L’opposition a donc un appui populaire en termes de population ; mais pas dans les classes populaires. C’est d’ailleurs un de ses échecs de toujours : ne pas avoir réussi à fédérer les classes les plus défavorisées autour de son projet.

Quel est désormais l’avenir de l’opposition, alors que le gouvernement crie victoire depuis les résultats de dimanche ? Fallait-il s’y attendre, l’opposition ayant appelé au boycott de cette élection ?

Le fait que l’opposition ait appelé au boycott constituait un choix stratégique, mais aussi un risque. Elle a en effet laissé les mains libres au gouvernement, et la forte participation à l’élection a affaibli le discours des opposants. Alors qu’elle n’a eu de cesse de dire que le chavisme ne représentait plus rien dans ce pays, ces résultats viennent la contredire. Si nous ne disposons pas de chiffres précis sur la participation, tous les observateurs s’accordent à dire qu’elle était importante. C’est une victoire pour Maduro, qui n’en était pas assuré.
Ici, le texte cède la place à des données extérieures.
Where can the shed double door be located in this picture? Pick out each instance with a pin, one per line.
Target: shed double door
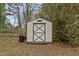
(39, 32)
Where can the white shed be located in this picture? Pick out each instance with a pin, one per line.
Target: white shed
(39, 31)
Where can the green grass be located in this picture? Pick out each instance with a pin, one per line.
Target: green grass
(6, 30)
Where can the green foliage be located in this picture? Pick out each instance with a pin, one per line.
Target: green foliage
(6, 30)
(65, 20)
(2, 17)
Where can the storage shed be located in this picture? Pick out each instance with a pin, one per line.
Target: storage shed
(39, 31)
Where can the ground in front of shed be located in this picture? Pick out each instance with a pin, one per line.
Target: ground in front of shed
(11, 46)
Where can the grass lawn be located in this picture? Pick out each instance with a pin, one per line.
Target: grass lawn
(11, 46)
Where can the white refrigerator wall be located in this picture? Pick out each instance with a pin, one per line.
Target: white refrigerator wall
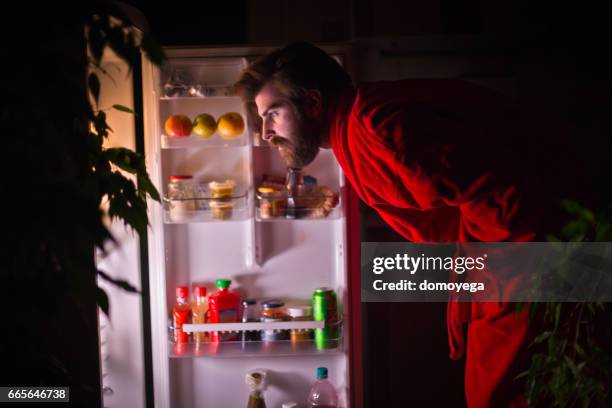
(286, 259)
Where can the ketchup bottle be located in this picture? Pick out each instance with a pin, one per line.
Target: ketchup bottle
(224, 307)
(181, 314)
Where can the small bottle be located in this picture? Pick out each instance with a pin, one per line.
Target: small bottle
(249, 315)
(298, 336)
(199, 308)
(224, 307)
(322, 394)
(181, 314)
(274, 311)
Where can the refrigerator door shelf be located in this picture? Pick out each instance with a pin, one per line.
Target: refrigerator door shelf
(216, 327)
(195, 141)
(239, 348)
(205, 209)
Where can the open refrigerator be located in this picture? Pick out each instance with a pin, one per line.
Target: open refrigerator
(268, 254)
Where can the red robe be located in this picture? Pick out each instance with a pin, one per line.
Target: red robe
(449, 161)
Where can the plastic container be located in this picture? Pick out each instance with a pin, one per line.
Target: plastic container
(221, 210)
(223, 189)
(181, 197)
(272, 202)
(224, 306)
(299, 313)
(322, 394)
(274, 311)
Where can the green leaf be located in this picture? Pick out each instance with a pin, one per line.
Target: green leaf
(557, 315)
(152, 49)
(94, 86)
(123, 108)
(102, 301)
(123, 284)
(542, 337)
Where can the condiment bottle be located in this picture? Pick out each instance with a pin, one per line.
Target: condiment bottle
(224, 307)
(181, 314)
(199, 308)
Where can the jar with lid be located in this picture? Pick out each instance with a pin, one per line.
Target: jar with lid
(300, 314)
(272, 202)
(249, 315)
(181, 197)
(274, 311)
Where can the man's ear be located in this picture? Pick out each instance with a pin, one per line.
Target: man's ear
(313, 103)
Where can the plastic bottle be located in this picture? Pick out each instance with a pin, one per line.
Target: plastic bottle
(181, 314)
(198, 311)
(322, 394)
(224, 307)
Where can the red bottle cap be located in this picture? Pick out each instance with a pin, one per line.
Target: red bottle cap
(180, 177)
(182, 291)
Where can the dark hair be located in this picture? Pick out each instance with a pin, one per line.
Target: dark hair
(294, 69)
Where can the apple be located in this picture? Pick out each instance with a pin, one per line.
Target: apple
(230, 125)
(204, 125)
(178, 126)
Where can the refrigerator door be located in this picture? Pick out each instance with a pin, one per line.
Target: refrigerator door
(121, 333)
(200, 238)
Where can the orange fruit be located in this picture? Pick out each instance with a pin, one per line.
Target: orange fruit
(230, 125)
(178, 126)
(204, 125)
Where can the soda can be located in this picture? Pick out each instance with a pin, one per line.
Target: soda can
(325, 308)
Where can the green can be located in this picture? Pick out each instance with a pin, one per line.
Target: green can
(325, 308)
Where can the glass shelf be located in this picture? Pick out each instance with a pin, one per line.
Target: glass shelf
(195, 141)
(319, 203)
(205, 209)
(258, 348)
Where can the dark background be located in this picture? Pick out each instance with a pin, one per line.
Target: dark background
(554, 54)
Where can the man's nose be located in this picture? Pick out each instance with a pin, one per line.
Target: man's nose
(266, 131)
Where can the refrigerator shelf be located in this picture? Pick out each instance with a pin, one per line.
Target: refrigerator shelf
(205, 209)
(239, 349)
(195, 141)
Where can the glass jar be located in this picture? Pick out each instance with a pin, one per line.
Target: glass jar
(181, 196)
(272, 202)
(300, 314)
(249, 315)
(274, 311)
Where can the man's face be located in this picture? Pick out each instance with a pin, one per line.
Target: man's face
(286, 127)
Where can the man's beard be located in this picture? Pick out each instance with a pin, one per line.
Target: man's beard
(303, 151)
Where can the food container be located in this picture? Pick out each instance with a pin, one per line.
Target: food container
(221, 210)
(223, 189)
(272, 202)
(274, 311)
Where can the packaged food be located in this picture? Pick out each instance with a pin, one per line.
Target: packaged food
(181, 197)
(274, 311)
(221, 189)
(221, 210)
(272, 202)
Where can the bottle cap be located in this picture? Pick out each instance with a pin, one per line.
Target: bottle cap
(182, 291)
(223, 283)
(199, 291)
(299, 311)
(321, 373)
(272, 303)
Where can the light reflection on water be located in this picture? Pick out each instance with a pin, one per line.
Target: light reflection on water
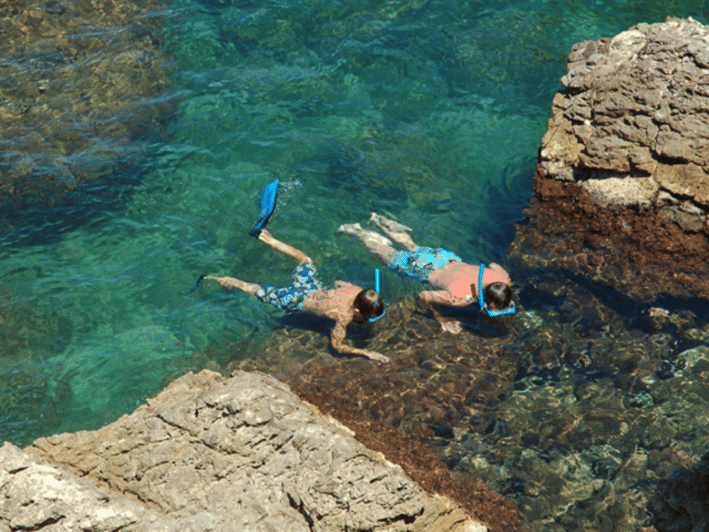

Finalement, du côté de l’opposition comme de celui du gouvernement, le choix du boycott et la manière de maintenir cette constituante correspondent à une même logique de renforcement de leur propre légitimité. Ces stratégies ne risquent pas de régler la crise à brève échéance. Au contraire, il y a un vrai risque de se diriger vers l’instauration d’un système à double légitimité, chacun s’enfermant dans son propre mouvement. L’opposition, en nommant un gouvernement d’union nationale, mais également des juges pour faire contrepoids à la Cour suprême, participe de cette logique en constituant des institutions parallèles.
Désormais, soit on en reste là, et la vie politique reprend son cours, soit le « gouvernement d’union nationale » songe à prendre unilatéralement des pouvoirs législatifs et exécutifs. L’étape suivante serait alors la recherche d’une reconnaissance internationale, à chercher du côté des Etats qui n’ont pas reconnu les résultats de dimanche, aux premiers rangs desquels les Etats-Unis, l’Argentine et le Pérou. Cette stratégie est possible. C’est une hypothèse, mais le cas échéant, elle serait lourde de conséquences pour la cohésion de la société vénézuélienne.